Zuhause in der Bibliothek

Nach einem halben Jahr in Seaford Rise weiß ich schon, was mir später in Graz abgehen wird: Der schnelle Weg zum Meer und die wunderbare und einzigartige Onkaparinga Library in Seaford Rise. – Die Registrierung zu Beginn war denkbar einfach und kostenlos, gefragt wurde nur nach Namen, Telefonnummer, Mail und Adresse.

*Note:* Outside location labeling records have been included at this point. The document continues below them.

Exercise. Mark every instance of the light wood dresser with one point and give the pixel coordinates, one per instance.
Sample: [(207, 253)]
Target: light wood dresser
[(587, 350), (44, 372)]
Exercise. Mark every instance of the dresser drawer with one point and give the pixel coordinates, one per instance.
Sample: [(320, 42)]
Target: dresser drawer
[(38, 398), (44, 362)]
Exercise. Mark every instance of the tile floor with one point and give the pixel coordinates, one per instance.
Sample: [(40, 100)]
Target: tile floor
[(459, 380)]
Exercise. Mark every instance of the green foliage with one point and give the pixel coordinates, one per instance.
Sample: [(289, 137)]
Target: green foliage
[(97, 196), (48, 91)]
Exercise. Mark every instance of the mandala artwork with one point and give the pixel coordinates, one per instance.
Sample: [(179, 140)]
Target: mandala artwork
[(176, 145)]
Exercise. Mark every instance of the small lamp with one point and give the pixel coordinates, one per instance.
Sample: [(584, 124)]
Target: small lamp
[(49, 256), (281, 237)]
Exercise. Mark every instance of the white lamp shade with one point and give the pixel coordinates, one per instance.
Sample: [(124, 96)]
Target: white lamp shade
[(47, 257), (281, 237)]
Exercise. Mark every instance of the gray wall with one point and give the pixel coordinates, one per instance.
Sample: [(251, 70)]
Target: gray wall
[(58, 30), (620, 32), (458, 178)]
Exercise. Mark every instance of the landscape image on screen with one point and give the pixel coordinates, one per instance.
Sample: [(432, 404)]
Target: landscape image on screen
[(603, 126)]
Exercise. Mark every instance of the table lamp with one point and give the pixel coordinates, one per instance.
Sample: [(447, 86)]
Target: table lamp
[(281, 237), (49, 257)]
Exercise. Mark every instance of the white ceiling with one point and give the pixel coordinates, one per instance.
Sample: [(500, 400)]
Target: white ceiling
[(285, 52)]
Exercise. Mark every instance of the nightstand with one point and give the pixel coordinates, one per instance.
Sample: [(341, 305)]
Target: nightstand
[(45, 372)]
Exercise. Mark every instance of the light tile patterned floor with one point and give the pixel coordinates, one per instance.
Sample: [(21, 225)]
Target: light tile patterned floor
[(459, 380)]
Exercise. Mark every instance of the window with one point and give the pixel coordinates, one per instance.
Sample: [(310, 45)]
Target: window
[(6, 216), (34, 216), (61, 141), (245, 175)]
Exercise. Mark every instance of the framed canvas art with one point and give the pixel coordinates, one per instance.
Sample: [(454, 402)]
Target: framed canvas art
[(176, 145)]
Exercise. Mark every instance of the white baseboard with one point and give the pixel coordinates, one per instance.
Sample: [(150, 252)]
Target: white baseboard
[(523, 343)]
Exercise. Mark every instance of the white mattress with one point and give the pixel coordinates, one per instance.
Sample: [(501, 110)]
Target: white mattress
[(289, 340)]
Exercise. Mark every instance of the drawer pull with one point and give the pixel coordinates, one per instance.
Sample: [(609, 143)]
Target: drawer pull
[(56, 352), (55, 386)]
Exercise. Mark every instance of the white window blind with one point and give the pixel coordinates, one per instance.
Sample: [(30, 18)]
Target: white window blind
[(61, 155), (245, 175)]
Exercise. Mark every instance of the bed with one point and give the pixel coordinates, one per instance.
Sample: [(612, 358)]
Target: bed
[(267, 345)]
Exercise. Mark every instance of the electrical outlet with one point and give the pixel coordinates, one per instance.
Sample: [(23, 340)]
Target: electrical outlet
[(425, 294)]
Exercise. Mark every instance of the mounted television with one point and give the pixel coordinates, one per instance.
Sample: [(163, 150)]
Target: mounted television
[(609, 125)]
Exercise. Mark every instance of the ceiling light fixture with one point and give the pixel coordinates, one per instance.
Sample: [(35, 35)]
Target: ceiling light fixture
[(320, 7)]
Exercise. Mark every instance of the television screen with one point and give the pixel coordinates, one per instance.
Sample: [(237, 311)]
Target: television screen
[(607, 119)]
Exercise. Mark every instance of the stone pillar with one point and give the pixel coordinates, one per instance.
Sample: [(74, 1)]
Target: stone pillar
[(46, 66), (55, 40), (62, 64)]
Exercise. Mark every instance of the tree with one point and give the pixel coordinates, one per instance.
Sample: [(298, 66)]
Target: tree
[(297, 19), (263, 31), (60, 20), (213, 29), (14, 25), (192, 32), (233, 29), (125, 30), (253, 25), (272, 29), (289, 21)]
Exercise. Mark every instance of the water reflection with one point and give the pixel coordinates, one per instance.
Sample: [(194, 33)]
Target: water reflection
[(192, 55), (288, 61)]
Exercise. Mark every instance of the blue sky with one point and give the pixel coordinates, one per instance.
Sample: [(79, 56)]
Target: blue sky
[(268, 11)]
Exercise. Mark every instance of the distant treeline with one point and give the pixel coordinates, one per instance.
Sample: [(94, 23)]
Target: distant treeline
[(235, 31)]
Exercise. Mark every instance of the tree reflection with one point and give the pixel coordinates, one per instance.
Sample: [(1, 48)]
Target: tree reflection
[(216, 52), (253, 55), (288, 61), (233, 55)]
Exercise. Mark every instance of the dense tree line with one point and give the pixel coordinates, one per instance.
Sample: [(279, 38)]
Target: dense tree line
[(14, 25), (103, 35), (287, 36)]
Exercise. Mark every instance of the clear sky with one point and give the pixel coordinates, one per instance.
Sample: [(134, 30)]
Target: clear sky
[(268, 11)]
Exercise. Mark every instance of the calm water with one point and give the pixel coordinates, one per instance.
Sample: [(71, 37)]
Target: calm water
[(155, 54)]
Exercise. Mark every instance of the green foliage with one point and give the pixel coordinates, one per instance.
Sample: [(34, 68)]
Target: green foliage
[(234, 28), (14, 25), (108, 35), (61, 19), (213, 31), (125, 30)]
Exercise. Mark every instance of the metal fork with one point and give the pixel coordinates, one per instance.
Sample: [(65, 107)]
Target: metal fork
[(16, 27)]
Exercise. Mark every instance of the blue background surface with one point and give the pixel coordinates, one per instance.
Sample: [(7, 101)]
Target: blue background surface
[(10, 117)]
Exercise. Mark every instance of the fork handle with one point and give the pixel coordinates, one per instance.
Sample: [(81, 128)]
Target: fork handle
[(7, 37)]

Die Bezeichnung „Bibliothek“ greift zu kurz, ist schon von Beginn an eine Untertreibung! Das hier ist eine Oase, Begegnungsstätte, Anknüpfungspunkt, Wissensspeicher, Arbeitsplatz – und ein Ort zum Lernen für die benachbarte Schule. Diese Bibliothek hat auch eine integrative Funktion, weil etwa ganz unterschiedliche Altersstufen angesprochen und eingebunden werden. Hier kann ganz aktiv gearbeitet und gelernt werden, sogar ein Besprechungsraum ist vorhanden.

Hier fließt Vieles zusammen, das diesen Ort zu dem macht, was er ist bzw. diesen erst möglich macht – Das Angebot wird sehr gut angenommen – machbar ist das durch eine intensive ehrenamtliche Tätigkeit. Wenn etwa der Umgang mit PC, Mobiles, Tablets und Internet erklärt wird.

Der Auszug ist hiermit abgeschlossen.